Williams Deacon's Bank is now part of the Royal Bank of Scotland. It was acquired in 1930, and had a large network of branches in the north-west of England. In 1970 it was integrated with Glyn, Mills & Co. and The National Bank (which were part of the same group) to form Williams & Glyn's Bank.

Familiarity with the Williams Deacon's name conceals the reality that the dominant institution was the Manchester & Salford Bank.
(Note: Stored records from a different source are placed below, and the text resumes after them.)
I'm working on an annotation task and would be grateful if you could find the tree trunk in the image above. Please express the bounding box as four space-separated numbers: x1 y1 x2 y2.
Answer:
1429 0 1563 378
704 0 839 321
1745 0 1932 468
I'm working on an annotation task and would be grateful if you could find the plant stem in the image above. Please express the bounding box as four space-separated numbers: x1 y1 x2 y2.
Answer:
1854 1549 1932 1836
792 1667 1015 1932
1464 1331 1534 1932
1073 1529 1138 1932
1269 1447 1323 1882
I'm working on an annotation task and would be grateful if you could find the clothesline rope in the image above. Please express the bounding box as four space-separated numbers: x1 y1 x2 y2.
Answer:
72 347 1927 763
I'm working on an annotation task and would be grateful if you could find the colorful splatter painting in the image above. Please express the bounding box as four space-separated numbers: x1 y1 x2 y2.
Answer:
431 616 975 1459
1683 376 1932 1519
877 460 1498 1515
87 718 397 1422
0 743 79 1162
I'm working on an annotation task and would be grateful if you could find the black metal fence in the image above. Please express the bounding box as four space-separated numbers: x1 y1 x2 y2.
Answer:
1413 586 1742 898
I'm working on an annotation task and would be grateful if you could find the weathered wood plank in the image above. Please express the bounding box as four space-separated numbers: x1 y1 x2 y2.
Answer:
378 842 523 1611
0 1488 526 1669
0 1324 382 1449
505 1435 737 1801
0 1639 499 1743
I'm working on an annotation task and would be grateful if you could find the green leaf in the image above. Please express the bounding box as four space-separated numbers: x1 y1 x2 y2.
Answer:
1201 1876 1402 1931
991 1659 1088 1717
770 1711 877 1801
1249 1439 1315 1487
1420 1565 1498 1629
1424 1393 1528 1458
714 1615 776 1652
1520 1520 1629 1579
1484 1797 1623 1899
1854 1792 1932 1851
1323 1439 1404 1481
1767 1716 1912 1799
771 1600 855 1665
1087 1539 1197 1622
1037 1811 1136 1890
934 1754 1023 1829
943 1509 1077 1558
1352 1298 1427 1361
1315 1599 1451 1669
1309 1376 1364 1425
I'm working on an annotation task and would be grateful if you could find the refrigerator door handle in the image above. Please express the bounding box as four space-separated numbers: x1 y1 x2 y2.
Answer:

When Manchester & Salford acquired William Deacon's in 1890 it changed its name to the cumbersome Williams Deacon & Manchester & Salford Bank only to shorten it to Williams Deacon's Bank in 1901. The bank was acquired by the Royal Bank of Scotland in 1931.

The Manchester and Salford Banking Company was founded in 1836. Forty years later, Grindon wrote that of the older Manchester joint stock banks, "this one stands alone in never having brought on itself any serious misfortune ... and never slackened in steady and prosperous advance." Once the company was formed, the bank appointed Williams Deacon as its London agents, thus starting the relationship which was to result in the latter's acquisition.

Despite the Salford in its title, the bank confined itself to its sole Manchester office until 1862. Salford then became the first branch, followed by Southport and other south Lancashire towns. In 1874, the bank acquired the business of Heywood Brothers. Benjamin Heywood had left the Liverpool Heywood banking firm in 1778 to open a Manchester bank trading as Benjamin Heywood, Sons, later Heywood Brothers, and the family was one of the best known in the two cities. Local banks in Bolton and Rochdale were acquired soon after the Heywood purchase.

The pace of expansion increased rapidly after 1887. In that year the number of branches was no more than 20 but in the following two years another 26 were added. Even this was eclipsed in 1890 when the bank acquired the London firm of Williams Deacon. The registered office was moved to Williams Deacon's Birchin Lane office to ensure that the seat on the London Clearing House was protected, but the bank's head office remained in Manchester.